What opportunities do you plan to tackle in terms of vending technologies?

That’s difficult to answer since the technology is just coming out, and it seems to be coming out at a fast pace. Typically, vending has a bad rap. If you ever watch TV programs or movies, you always see people banging on the machines because something won’t come out. So, I think there is an opportunity in the market to upgrade to newer items. Many operators, especially larger ones, are all linked electronically with their machines so they know what’s going on with vending machines in real time. Crane is coming out with a new machine with a touchscreen capability, and we’ve already gotten orders for those just because people see the advantage of having something that looks like a TV or a tablet. If you see a nice, new, modern-looking machine and it is the easy to use and sometimes fun, you can look at it, and say yes, that’s going to work. I’m not going to lose my money. Our company wants to make sure that our customers are, and remain successful. If they are successful then we are successful. It’s not only our customers getting new accounts or expanding, but it’s increasing the business in their current accounts. As for cashless payment, we are definitely taking that into serious consideration. I think debit, more so than credit, will take off because the younger generations don’t think of using their credit cards for such small purchases.

Where do you see vending as an industry headed in the future?

I think there’s an opportunity to vend different items such as cheese, umbrellas and other items you wouldn’t normally expect to find in a machine. It all comes back to trust. I think ultimately the customer needs to trust that if they put their money or use their debit card they are going to get the product they want. So some of the products that appear in vending machines make a lot of sense, while others are a bit more difficult to market. If someone is trying to vend sunglasses for example, it’s very difficult to for someone to put their faith that they are going to get a good pair of sunglasses because they can’t try them on and see what they are like. On the other hand, we’ve sold a number of machines to car washes for vending out Armor All, wipes, shammys and air fresheners. It’s a different area, but this is an example of a product that consumers can put their faith in.

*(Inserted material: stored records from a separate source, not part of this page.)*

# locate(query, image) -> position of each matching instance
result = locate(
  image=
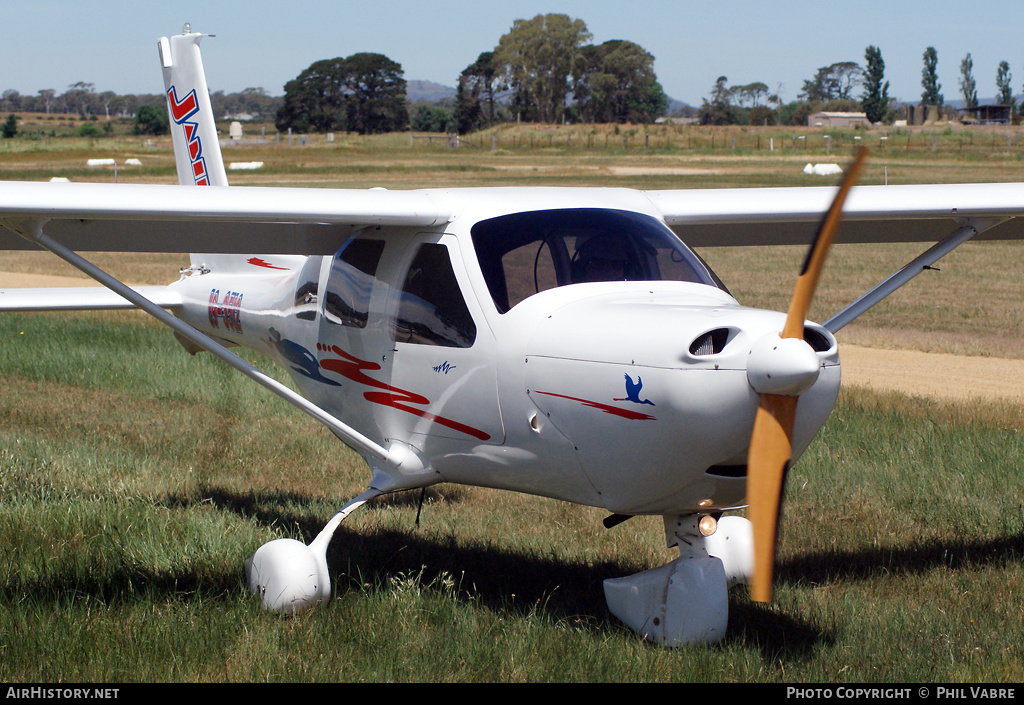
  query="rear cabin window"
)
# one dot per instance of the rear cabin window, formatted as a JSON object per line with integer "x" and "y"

Are today’s vending end users more educated than in the past?

They are definitely more educated, especially with date codes. People are ensuring their product is fresh, and checking the labels to see the nutritional value. There’s also the movement towards healthier vending options. This is very difficult to ask of operators because many people are asking for healthier options, but few will actually go out and purchase these healthy products. People still want their Mars bars, and people still want their Cheezies. The best thing an operator can do in this situation is offer a variety so consumers can choose. Also, finding a healthy choice that is tasty, not too pricey and doesn’t have an extremely short shelf life is quite difficult.

Pifko is hard at work expanding his new business, and working with the old owner to get a feel for his new environment. When he isn’t working you will probably find him on a nearby racetrack. “I’m involved in car racing,” he says with a laugh during a phone interview. “I do some field staff work, timing and scoring. Many people know that if I’m away on a weekend I’m at a racetrack somewhere.” 

Editor’s note: This interview has been condensed and edited.